Regeling vervallen per 01-01-2018

Besluit van het college van burgemeester en wethouders van de gemeente Amersfoort houdende regels maatschappelijke ondersteuning Nadere regels Verordening maatschappelijke ondersteuning Amersfoort 2017

Geldend van 01-01-2017 t/m 31-12-2017

Intitulé

Nadere regels verordening maatschappelijke ondersteuning gemeente Amersfoort 2017

Burgemeester en wethouders van Amersfoort;

Gelet op de artikelen 4.9 derde lid, 5.2 zesde en zevende lid, 6.1 derde lid, 7.2 eerste lid en 9.4 tweede lid van de Verordening maatschappelijke ondersteuning gemeente Amersfoort 2017;

Besluit vast te stellen de volgende nadere regels:

Nadere regels verordening maatschappelijke ondersteuning gemeente Amersfoort 2017

HOOFDSTUK 1 ALGEMENE BEPALINGEN

Artikel 1.1 Begripsomschrijvingen

  • 1. In deze Nadere regels wordt verstaan onder:

    • a.

      Verordening: Verordening maatschappelijke ondersteuning gemeente Amersfoort 2017;

    • b.

      Uitvoeringsbesluit: het Uitvoeringsbesluit Wmo 2015;

    • c.

      Instandhoudingskosten: een door het college te bepalen bedrag dat bestemd is voor onderhoud, reparatie en verzekering verband houdend met de te verstrekken maatwerkvoorziening, waaronder ook een WA-verzekering bij vervoersvoorzieningen kan worden gerekend;

    • d.

      Budgetperiode: de periode waar een PGB betrekking op heeft;

    • e.

      Budgethouder: de cliënt of diens vertegenwoordiger die de taken verbonden aan het PGB uitvoert (declareren en verantwoorden);

    • f.

      Accommodatie voor beschermd wonen: een door de instelling bestemde ruimte voor het leveren van zorg- en/ of dienstverlening Wmo 2015, waaronder de ruimte die is bedoeld voor wonen;

    • g.

      Verblijf beschermd wonen: het geheel van wonen met 24-uurs toezicht en beschikbaarheid plus ondersteuning/begeleiding plus hotelmatige diensten dat door de instelling in de accommodatie wordt geboden;

    • h.

      Professionele instelling: een organisatie, die is ingeschreven in het handelsregister en/of KvK als zijnde verlener van maatschappelijke ondersteuning en die voldoet aan door het college vast te stellen kwaliteitseisen voor onder meer de medewerkers die bij de instelling in dienst zijn;

    • i.

      Zelfstandig werkend ondernemer: een ondernemer die geen personeel in dienst heeft, waarbij voor de vaststelling of er sprake is van een ondernemer in ieder geval de volgende criteria gelden:

      • zelfstandigheid bij de inrichting van de eigen werkzaamheden en het uitvoeren daarvan;

      • het voor eigen rekening en risico verrichten van werkzaamheden.

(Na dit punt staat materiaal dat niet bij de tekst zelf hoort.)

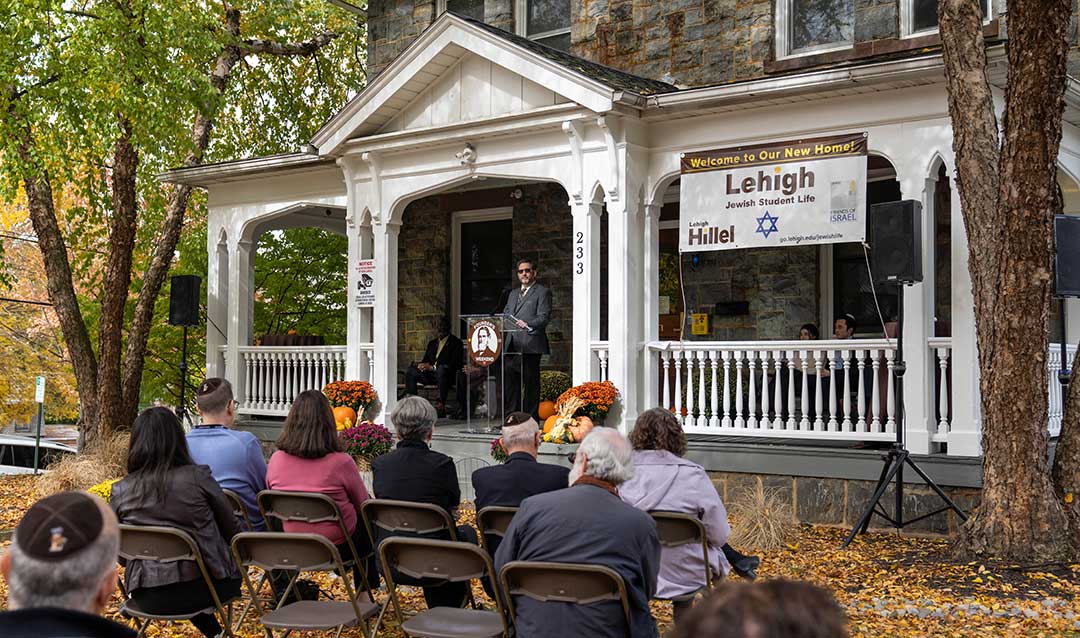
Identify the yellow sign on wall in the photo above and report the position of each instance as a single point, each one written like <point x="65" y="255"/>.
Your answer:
<point x="699" y="323"/>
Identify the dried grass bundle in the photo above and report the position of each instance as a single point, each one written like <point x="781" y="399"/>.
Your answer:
<point x="106" y="460"/>
<point x="765" y="519"/>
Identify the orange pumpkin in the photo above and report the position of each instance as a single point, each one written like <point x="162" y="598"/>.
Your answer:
<point x="342" y="413"/>
<point x="583" y="426"/>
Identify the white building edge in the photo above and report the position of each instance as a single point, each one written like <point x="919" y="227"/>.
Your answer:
<point x="530" y="118"/>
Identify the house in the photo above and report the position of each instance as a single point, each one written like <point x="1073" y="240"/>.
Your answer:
<point x="553" y="130"/>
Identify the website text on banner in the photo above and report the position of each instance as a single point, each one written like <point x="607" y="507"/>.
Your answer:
<point x="785" y="193"/>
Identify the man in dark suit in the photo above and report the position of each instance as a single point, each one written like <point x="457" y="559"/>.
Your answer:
<point x="442" y="361"/>
<point x="588" y="523"/>
<point x="521" y="476"/>
<point x="530" y="308"/>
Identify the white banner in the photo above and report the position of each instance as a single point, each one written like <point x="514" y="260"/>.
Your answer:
<point x="790" y="193"/>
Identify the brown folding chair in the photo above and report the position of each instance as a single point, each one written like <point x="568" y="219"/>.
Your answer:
<point x="239" y="508"/>
<point x="494" y="519"/>
<point x="165" y="544"/>
<point x="563" y="582"/>
<point x="676" y="529"/>
<point x="311" y="507"/>
<point x="448" y="561"/>
<point x="298" y="554"/>
<point x="405" y="518"/>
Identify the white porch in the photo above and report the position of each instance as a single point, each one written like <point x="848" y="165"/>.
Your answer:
<point x="463" y="105"/>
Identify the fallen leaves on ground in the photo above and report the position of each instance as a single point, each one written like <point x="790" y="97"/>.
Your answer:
<point x="890" y="585"/>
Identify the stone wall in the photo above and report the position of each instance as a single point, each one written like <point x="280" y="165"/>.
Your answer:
<point x="840" y="502"/>
<point x="780" y="284"/>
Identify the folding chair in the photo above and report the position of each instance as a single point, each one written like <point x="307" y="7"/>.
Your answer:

  • 2. Alle begrippen die in deze Nadere regels worden gebruikt en niet nader worden omschreven hebben dezelfde betekenis als in de Wmo 2015 (de wet) en daarop gebaseerde lagere regelgeving, de verordening en de Algemene Wet bestuursrecht (Awb).

HOOFSTUK 2 AANVULLENDE REGELS DEELNAME MAATSCHAPPELIJK VERKEER

Artikel 2.1 Omvang gebruik Regiotaxi

  • 1. Indien gebruik wordt gemaakt van de gebruikerspas Regiotaxi kan maximaal 600 zones per jaar worden gereisd.

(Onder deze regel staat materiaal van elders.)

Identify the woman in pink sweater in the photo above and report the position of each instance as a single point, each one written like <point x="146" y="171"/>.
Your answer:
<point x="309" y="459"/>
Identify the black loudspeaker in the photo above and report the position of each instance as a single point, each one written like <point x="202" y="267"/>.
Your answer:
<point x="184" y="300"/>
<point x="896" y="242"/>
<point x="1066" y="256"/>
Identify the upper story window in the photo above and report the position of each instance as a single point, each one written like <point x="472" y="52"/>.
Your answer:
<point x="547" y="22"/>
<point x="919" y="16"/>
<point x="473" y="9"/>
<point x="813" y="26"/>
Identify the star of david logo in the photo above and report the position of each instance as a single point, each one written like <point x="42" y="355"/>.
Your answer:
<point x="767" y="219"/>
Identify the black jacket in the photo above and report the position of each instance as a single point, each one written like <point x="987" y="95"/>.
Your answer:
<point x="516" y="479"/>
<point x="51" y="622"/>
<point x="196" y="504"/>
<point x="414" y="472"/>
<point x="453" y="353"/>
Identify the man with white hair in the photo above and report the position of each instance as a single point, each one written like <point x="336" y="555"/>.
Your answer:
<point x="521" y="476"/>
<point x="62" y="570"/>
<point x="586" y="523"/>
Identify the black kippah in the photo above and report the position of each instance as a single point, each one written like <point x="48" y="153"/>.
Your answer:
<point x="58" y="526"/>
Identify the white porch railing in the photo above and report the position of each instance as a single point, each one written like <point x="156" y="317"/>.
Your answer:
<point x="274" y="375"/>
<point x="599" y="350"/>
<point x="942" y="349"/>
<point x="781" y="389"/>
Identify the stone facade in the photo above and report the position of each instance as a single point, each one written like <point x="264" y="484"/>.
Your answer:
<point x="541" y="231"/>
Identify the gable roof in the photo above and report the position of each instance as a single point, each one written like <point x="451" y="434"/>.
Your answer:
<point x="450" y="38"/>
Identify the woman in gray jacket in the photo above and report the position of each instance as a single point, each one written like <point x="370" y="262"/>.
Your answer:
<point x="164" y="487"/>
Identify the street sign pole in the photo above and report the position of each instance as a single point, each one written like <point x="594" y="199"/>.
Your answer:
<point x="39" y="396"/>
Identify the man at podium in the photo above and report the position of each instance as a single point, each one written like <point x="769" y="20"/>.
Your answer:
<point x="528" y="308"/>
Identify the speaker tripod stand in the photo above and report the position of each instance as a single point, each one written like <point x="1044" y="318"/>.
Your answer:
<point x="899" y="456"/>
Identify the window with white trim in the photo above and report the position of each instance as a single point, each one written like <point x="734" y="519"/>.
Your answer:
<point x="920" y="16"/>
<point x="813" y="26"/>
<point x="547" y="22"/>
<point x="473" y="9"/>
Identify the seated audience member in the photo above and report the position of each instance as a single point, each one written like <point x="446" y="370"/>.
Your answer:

  • 2. De cliënt die naar het oordeel van het college bij het vervoer met het collectief (openbaar) vervoer is aangewezen op persoonlijke begeleiding, kan die een begeleider gratis meereizen.

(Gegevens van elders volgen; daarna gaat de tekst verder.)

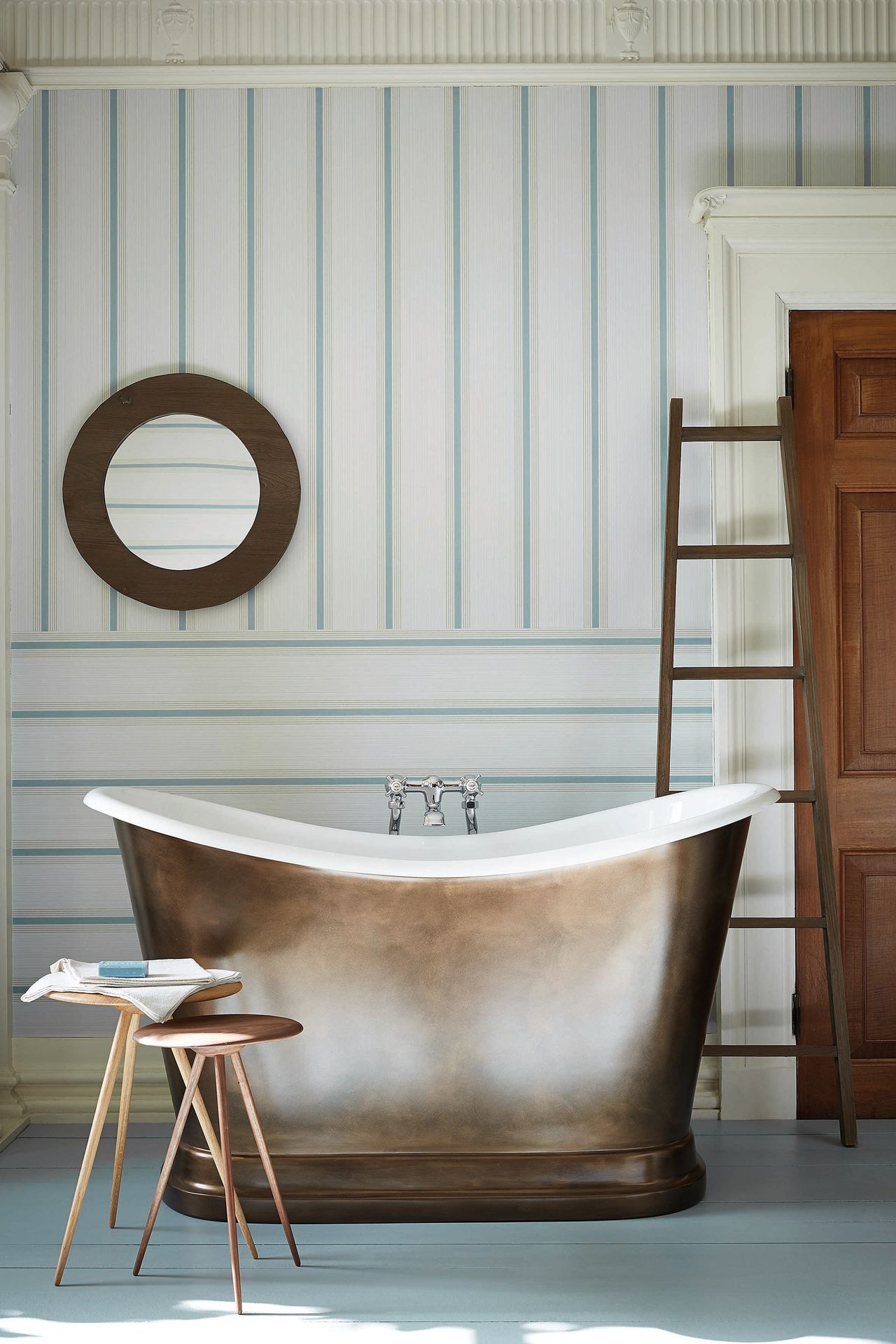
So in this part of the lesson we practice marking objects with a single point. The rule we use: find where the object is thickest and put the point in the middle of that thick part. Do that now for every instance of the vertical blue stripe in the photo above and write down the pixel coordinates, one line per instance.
(113, 239)
(594, 320)
(457, 371)
(318, 351)
(798, 136)
(527, 356)
(663, 293)
(182, 230)
(250, 283)
(45, 359)
(387, 353)
(113, 284)
(182, 254)
(250, 241)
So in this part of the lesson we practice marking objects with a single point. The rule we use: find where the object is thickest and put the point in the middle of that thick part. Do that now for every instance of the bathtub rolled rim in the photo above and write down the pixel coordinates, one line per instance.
(571, 841)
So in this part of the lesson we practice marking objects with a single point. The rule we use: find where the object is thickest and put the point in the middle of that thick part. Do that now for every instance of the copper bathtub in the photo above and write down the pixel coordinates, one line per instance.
(496, 1027)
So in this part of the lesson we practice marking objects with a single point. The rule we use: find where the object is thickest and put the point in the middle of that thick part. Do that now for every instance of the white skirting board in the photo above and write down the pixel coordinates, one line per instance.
(59, 1081)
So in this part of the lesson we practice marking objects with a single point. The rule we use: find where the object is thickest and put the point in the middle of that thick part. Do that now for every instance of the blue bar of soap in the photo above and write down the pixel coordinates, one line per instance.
(124, 969)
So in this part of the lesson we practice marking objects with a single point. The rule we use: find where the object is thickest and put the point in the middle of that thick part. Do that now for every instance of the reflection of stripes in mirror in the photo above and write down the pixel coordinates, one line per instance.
(190, 507)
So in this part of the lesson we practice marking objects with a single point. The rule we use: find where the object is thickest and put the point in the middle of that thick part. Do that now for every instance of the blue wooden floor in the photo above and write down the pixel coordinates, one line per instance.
(797, 1238)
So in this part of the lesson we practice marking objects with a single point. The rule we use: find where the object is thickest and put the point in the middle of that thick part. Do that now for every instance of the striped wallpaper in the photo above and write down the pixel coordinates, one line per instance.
(468, 309)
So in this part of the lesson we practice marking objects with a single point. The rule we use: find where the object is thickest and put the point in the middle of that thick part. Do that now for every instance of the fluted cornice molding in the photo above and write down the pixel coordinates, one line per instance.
(15, 94)
(289, 41)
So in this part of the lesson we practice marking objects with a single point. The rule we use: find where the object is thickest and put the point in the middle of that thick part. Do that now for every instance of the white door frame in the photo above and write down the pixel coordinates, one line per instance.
(770, 252)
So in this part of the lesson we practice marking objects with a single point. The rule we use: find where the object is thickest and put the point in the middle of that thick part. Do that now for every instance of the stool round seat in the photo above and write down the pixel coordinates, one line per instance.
(219, 1038)
(219, 1035)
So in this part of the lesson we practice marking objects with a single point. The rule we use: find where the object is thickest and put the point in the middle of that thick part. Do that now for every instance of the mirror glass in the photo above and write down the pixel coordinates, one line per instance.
(182, 491)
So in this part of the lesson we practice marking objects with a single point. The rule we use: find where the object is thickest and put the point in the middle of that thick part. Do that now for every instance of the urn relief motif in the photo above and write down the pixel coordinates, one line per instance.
(629, 20)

HOOFDSTUK 3 PERSOONSGEBONDEN BUDGET

Artikel 3.1 Algemene bepalingen

  • 1. Het tarief voor een PGB voor diensten wordt mede gebaseerd op het door de cliënt opgestelde Uitvoeringsplan PGB, waarbij deze nadere regels en het Financieel besluit bij de verordening en nadere regels maatschappelijke ondersteuning en jeugdhulp 2017 gemeente Amersfoort de grondslag vormen voor het besluit.

  • 2. Het college verstrekt geen PGB voor het collectief aanvullend vervoer (Regiotaxi).

  • 3. Onverminderd de voorwaarden en/of weigeringsgronden van artikel 2.3.6 van de wet bestaat er geen recht op een PGB indien en zolang een risico bestaat dat beslag kan worden gelegd op het PGB.

Artikel 3.2 Budgetperiode hulpmiddelen

  • 1. Het PGB wordt geacht in ieder geval toereikend te zijn voor zover van toepassing met de economische levensduur die geldt voor de met het PGB aan te schaffen dan wel in te kopen hulpmiddel en wordt gesteld op 7 jaar. De budgethouder wordt geacht gedurende deze periode te kunnen gebruikmaken van een compenserende maatwerkvoorziening.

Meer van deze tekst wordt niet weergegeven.